The closure-threatened Belfast shipyard famed for building the Titanic has been saved.
Harland and Wolff has been bought for £6m (€6.7m) by InfraStrata, a company that specialises in energy infrastructure projects.
All workers at the plant who did not take voluntary redundancy when the yard went into administration – 79 in total – will now keep their jobs.
Infrastrata said it planned to increase the size of the workforce by several hundred over the next five years.
Chief executive John Wood said: “Harland and Wolff is a landmark asset and its reputation as one of the finest multipurpose fabrication facilities in Europe is testament to its highly skilled team in Belfast.”
Workers have occupied the site since the business went into administration in the summer, undertaking a high-profile campaign to save their jobs.
The shipyard, whose famous yellow cranes Samson and Goliath dominate the east Belfast skyline, employed more than 30,000 people during the city’s industrial heyday but the workforce numbered only around 125 when the company went under.
The business had diversified away from shipbuilding in the last two decades, shifting to work on wind energy and marine engineering projects.
Known around the world for building the doomed White Star liner Titanic, which sank on her maiden transatlantic voyage in 1912 after striking an iceberg, Harland and Wolff was one of the UK’s key industrial producers during the Second World War, supplying almost 150 warships.
Northern Ireland Secretary Julian Smith welcomed the deal.
“I am delighted by the news that InfraStrata have purchased the Harland and Wolff shipyard and retained the skills and experience of the existing workforce,” he said.
“I firmly believe that the shipyard has a promising future and that InfraStrata’s plans present an exciting opportunity for both Belfast and Northern Ireland’s manufacturing and energy sectors.”
Trade unions Unite and GMB hailed the workforce’s role in securing the yard’s future.
Susan Fitzgerald, regional co-ordinating officer with Unite, said: “From July 29th, when workers were faced with the imminent collapse of the yard, they were determined not only to save their own jobs but to safeguard Northern Ireland’s skillbase going forward. Their nine-week occupation will be remembered by future generations of workers as evidence of the power of collective action.”
Denise Walker, senior organiser with GMB, said workers “took control of the situation and of their workplace”.
“In so doing they have ensured that Harland and Wolff will not only continue but will be in a position to expand and fulfil its potential as a lynchpin of Northern Ireland’s economy,” she said.
Workers are now set to be involved in works on InfraStrata’s proposed underground gas storage facility at Islandmagee in Co Antrim.
Mr Wood added: “This acquisition is a function of deep operational synergies between the various business segments of the company, with Harland and Wolff underpinning the construction economics of the Islandmagee gas storage project and other future projects.
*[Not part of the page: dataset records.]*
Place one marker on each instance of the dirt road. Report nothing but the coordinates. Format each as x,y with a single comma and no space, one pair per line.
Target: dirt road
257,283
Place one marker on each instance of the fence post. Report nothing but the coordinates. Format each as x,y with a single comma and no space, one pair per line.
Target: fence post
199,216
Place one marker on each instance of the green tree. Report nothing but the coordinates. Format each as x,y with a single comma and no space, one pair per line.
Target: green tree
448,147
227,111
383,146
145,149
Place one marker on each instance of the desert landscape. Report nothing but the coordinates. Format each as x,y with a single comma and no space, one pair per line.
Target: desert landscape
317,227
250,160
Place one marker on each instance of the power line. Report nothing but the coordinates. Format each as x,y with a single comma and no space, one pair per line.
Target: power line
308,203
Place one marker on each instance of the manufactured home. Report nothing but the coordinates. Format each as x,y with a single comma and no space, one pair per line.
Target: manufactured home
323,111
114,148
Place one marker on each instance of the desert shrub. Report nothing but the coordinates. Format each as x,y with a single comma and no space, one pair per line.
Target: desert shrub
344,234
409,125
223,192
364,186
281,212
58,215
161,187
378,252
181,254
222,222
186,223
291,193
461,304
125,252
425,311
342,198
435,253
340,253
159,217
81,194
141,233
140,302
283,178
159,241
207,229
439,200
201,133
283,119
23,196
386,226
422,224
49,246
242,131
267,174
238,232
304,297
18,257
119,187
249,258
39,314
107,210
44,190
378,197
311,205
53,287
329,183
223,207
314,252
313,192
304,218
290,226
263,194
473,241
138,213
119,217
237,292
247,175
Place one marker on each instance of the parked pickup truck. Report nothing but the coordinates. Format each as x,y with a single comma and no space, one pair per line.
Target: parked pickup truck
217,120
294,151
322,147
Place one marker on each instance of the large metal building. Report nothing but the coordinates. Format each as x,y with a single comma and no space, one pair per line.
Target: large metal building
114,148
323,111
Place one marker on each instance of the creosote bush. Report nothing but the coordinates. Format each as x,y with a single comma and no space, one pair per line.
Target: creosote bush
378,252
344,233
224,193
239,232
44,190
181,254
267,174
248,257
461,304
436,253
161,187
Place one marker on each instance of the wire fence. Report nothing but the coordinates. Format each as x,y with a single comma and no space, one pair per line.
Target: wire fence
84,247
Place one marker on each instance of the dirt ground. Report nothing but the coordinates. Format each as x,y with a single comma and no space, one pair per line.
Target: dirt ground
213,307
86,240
“We are delighted to be able to retain 100% of personnel who did not opt to take voluntary redundancy earlier this year.
“Our Islandmagee gas storage project will benefit greatly from their expertise in the energy sector, both technically and economically, and we look forward to growing the workforce significantly in the coming years.
“While our core priority will be to deliver our flagship project in Islandmagee, we believe there are opportunities to welcome potential new clients due to the diverse skill set at the facility.
“This acquisition will clearly provide substantial advantages through vertical integration in addition to demonstrating our commitment to the Northern Irish economy, particularly in the post-Brexit era.”